Conspiradores de Querétaro
- First baseman / Coach
- Born: 23 July 1979 (age 46) Matanzas, Matanzas Province, Cuba
- Bats: RightThrows: Right

Teams
- Las Tunas (1998–2013);

Medals
Men's baseball
Representing Cuba
World Baseball Classic
| Silver medal – second place | 2006 San Diego | Team |
Baseball World Cup
| Gold medal – first place | 2003 Havana | Team |
| Gold medal – first place | 2005 Rotterdam | Team |
Pan American Games
| Gold medal – first place | 2003 Santo Domingo | Team |

= Joan Carlos Pedroso =

Cuban baseball player (born 1979)

Joan Carlos Pedroso Brooks (born 23 July 1979) is a former first baseman and left fielder for Las Tunas of the Cuban National Series, and the Cuba national baseball team, and current hitting coach for the Conspiradores de Querétaro of the Mexican League. He was the backup first baseman for Cuba at the 2006 World Baseball Classic, where the team finished in second place. After retiring as a player, he has worked as a coach.

==Career==
Pedroso was born on 23 July 1979 in Matanzas, Cuba, but his family moved to Las Tunas Province, where he started playing baseball at a young age and progressed through the local youth system before making his Cuban National Series debut in 1998 with Las Tunas. He appeared in 23 games in his debut season, recording a .308/.349/.462 batting line.
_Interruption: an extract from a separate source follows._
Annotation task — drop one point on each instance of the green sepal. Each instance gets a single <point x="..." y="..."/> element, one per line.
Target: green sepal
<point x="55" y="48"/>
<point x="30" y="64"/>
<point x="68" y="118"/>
Pedroso hit .353 with 22 home runs during the 2005-06 Cuban National Series.

In April 2014, Pedroso joined Nettuno 2 of the second level of Italian baseball, where he played alongside fellow Cuban pitcher Norberto González. Later, he signed with the Cañeros de Los Mochis of the Mexican Pacific League, where he played during the 2014–15 and 2015–16 seasons, totalling 59 appearances with the Cañeros across both seasons.

Since 2020, Pedroso has worked as hitting coach for the Cañeros de Los Mochis.